These systems are a new class of security solution that seeks to integrates everything and thus make it all easier for the lay person who might otherwise be successfully put off by the knowledge curve required to implement most existing security/system integrity undertakings. However, price competition through modules may be a very powerful weapon for McAfee over the others. If McAfee becomes the way that users install and maintain their networks (especially wireless), this is a nice end run around Symantec who offers no such capability and a way to counter the XP and Vista network wizards. This may be a sleeper and offer a great upside.
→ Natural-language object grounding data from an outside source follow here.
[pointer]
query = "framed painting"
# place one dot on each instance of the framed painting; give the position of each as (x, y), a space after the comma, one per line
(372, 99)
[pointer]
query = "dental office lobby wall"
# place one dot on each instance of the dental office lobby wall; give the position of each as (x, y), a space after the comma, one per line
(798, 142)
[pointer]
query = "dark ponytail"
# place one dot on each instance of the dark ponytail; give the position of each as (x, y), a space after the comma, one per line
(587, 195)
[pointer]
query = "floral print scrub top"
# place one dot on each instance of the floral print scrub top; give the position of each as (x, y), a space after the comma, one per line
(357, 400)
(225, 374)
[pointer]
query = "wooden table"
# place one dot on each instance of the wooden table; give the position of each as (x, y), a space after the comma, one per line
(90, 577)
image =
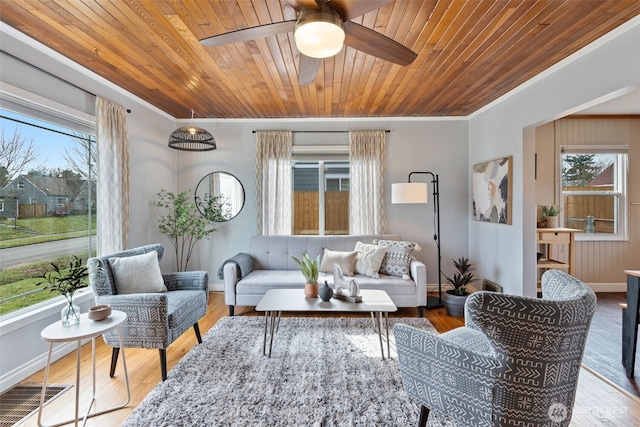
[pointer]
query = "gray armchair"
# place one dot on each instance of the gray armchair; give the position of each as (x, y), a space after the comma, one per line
(515, 363)
(154, 320)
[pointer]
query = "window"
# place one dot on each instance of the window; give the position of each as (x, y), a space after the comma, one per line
(57, 173)
(321, 197)
(594, 191)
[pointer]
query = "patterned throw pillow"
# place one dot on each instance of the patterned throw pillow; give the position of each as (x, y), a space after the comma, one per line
(369, 259)
(397, 258)
(137, 274)
(344, 259)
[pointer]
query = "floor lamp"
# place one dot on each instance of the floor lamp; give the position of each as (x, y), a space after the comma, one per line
(418, 192)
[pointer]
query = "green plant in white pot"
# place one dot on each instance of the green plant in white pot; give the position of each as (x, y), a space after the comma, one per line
(309, 268)
(550, 213)
(66, 281)
(455, 298)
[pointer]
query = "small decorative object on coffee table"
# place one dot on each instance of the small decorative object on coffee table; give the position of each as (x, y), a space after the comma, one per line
(325, 292)
(309, 269)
However, any of these systems would be better than what people are forced to deal with now, which even at its most simple, is still complex. Software as a service is something many consumers seem to want, and McAfee makes a good point in that not everybody wants everything. Security vendors in particular have a tendency to over-engineer; offering “choice of packages” may ultimately be more important than the quality of the individual products. These new offerings will most likely be more user-friendly because they are easier systems to deal with, especially for those consumers who are less technically able. However, these are not replacement security systems, but rather a new category of product for a new class of user (one that doesn’t necessarily enjoy fussing, strange as that concept seems). The default for desktop security has traditionally been McAfee or Norton, but with Microsoft entering the arena, the two champs are vying for the right to make Microsoft not the default security system for a majority of users. We believe the three competitors may now heavily court the PC makers to see who gets the default position when new systems ship. This strategy would be critical in gaining market penetration.